Situasi terbalik. Pada peristiwa Pentakosta, momen ketika orang-orang dari pelbagai penjuru yang terikat dengan tarekat dan kultus Bait Suci Yerusalem datang untuk memberikan persembahan hasil panen mereka, di situlah terjadi peristiwa menggemparkan. Para pengikut Yesus yang sebelumnya mengunci diri karena takut terhadap ulama dan umaroh Yahudi, kini tampil di depan umum. Penampilan mereka bukan untuk mencari nama, apalagi narsis. Bukan! Mereka berkata-kata tentang peristiwa yang belum lama menggemparkan Yerusalem. Ya, peristiwa Yesus yang tersalib, mati dan bangkit itu. Dahsyatnya, mereka berbicara dalam bahasa dan dialek yang dapat dimengerti oleh pendengarnya. Maklum, pada masa itu orang-orang Yahudi tersebar, terserak ke pelbagai penjuru – bahkan ada yang sampai ke Arab! Nah, kalau kondisi umat Yahudi yang berserakan ini jelas bukan karena mereka turut serta dalam pembangunan Menara Babel. Justru karena ulah Babellah beberapa ratus tahun yang lalu, mereka berserakan ke mancanegara!

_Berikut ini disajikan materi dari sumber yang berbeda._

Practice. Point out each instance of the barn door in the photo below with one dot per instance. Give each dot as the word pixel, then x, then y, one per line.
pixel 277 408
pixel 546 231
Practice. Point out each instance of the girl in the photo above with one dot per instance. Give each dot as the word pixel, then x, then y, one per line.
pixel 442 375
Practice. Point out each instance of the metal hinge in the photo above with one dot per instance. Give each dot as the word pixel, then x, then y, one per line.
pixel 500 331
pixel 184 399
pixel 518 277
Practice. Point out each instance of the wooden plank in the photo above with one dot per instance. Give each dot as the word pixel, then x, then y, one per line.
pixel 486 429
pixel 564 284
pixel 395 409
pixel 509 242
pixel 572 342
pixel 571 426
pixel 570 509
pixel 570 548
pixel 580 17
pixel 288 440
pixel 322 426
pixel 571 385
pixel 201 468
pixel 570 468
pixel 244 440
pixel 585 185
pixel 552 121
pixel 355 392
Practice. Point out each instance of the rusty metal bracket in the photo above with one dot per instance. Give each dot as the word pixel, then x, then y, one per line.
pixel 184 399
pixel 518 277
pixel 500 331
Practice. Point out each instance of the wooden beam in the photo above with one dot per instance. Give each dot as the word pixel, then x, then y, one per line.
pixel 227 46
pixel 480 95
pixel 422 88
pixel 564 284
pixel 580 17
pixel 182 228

Lantaran sudah ratusan tahun mereka tinggal mengembara di berbagai tempat, maka sudah barang tentu mereka tidak lagi memahami bahasa nenek moyang mereka. Ya, mirip-mirip etnis Tionghoa yang ada di GKI Mangga Besar, ngakunya Tionghoa, tetapi tidak mengerti bahasa Hokkian, apalagi Mandarin. Hadew! Para rasul ini mampu berbicara, berkomunikasi dengan semua orang yang datang ke Yerusalem bukan karena mereka sebelumnya kursus dahulu. Mana ada waktu untuk kursus! Mereka menerima karunia Roh Kudus yang dijanjikan oleh Yesus sebelum kepergian-Nya ke surga. Roh Kudus itulah yang menyatukan mereka dari pelbagai pelosok, berbagai bahasa dan latar belakang untuk mengerti karya Allah yang menyelamatkan segala bangsa!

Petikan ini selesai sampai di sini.